Some fear Trump’s team will delete or alter public data related to energy and climate. Hackers have been racing against the clock to download information from federal databases, especially data related to climate research and U.S. EPA, in anticipation that it may be threatened under a new administration dismissive of action on climate change (Greenwire, Jan. 20).

On Trump’s new DOE home page, the only holdover is a set of rotating images at the top of the page, known in web-speak as the carousel. Though the carousel remains, its content has changed.

As of Obama’s last day in office, the carousel featured five items: an exit interview with Ernest Moniz, the outgoing Energy secretary; a report on the state of the national laboratories; a DOE exit memo; a summary of Mission Innovation, an international commitment to clean-energy funding that may be in peril under Trump (Climatewire, Jan. 9); and a primer on home heating. Over the last month, the carousel has also featured solar energy and wind energy.

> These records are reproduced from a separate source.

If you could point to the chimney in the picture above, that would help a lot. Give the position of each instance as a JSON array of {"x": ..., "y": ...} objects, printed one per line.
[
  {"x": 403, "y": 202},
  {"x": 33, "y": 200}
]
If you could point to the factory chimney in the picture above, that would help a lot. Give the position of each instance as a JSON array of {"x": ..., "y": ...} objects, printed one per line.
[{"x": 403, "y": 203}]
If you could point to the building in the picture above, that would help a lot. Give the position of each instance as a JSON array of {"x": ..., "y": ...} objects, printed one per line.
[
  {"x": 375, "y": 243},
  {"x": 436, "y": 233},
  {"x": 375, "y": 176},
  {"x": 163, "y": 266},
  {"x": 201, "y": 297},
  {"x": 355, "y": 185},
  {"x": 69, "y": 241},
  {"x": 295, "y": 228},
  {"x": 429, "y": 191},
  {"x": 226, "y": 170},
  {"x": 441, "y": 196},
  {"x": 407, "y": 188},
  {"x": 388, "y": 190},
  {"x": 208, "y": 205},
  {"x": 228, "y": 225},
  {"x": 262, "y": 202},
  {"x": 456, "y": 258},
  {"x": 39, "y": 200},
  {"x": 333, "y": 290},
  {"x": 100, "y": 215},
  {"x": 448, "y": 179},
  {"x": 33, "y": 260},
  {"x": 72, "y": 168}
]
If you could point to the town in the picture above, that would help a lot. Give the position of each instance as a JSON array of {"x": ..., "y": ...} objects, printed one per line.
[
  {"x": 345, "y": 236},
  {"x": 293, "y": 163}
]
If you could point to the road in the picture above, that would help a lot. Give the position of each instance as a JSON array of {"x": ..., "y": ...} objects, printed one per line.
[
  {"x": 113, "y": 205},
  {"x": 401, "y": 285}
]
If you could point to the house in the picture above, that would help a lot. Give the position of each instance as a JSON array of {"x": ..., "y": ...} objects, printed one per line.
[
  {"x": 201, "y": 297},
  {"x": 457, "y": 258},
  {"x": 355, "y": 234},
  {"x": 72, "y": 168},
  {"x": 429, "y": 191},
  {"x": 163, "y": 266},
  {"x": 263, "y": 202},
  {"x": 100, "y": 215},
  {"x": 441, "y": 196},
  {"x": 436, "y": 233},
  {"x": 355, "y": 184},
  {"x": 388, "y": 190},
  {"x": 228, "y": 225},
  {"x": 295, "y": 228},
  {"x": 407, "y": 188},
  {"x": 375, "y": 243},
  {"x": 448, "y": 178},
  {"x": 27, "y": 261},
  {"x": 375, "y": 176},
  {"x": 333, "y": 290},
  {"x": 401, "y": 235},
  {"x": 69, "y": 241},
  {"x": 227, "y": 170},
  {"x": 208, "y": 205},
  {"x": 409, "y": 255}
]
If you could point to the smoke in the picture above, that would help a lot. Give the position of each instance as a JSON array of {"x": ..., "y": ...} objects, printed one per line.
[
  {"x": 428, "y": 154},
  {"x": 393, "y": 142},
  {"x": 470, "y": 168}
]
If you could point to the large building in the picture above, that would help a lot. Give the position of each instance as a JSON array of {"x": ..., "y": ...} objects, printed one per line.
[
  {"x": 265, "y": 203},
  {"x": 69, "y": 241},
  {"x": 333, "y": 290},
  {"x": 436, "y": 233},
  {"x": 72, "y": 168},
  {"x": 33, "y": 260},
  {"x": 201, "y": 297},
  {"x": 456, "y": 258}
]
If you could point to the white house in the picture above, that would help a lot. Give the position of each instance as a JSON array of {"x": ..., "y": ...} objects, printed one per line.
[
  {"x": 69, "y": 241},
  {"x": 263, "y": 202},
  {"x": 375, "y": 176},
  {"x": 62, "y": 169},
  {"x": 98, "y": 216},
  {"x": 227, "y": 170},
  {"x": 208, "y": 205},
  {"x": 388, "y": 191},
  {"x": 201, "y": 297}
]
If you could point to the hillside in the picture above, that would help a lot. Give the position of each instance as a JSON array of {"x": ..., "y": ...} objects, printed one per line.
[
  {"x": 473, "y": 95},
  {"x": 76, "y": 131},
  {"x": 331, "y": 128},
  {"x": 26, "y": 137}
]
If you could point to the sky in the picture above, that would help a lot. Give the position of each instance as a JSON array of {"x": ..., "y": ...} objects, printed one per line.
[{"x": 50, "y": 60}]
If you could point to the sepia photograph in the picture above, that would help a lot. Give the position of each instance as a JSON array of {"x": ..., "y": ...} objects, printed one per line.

The new Trump-era carousel trimmed the number of items to four and featured links to generic content, including the department’s mission site, a landing page for the national labs, and primers on how the power grid works and on energy saving.

As of yesterday afternoon, all other content linked from the DOE home page appeared identical to how Obama’s people left it.

On a larger scale, removing information from a government website raises questions about the Trump administration’s commitment to openness. The DOE site and others across the government provide vital data for academic researchers, private industry and others, said Luke Bassett, a former staffer in DOE’s policy office who now works at the Democrat-aligned Center for American Progress.

"For those public goods to be taken away from the people who’ve paid for them and who use them and rely on them … I think that would be truly a shame," Bassett said.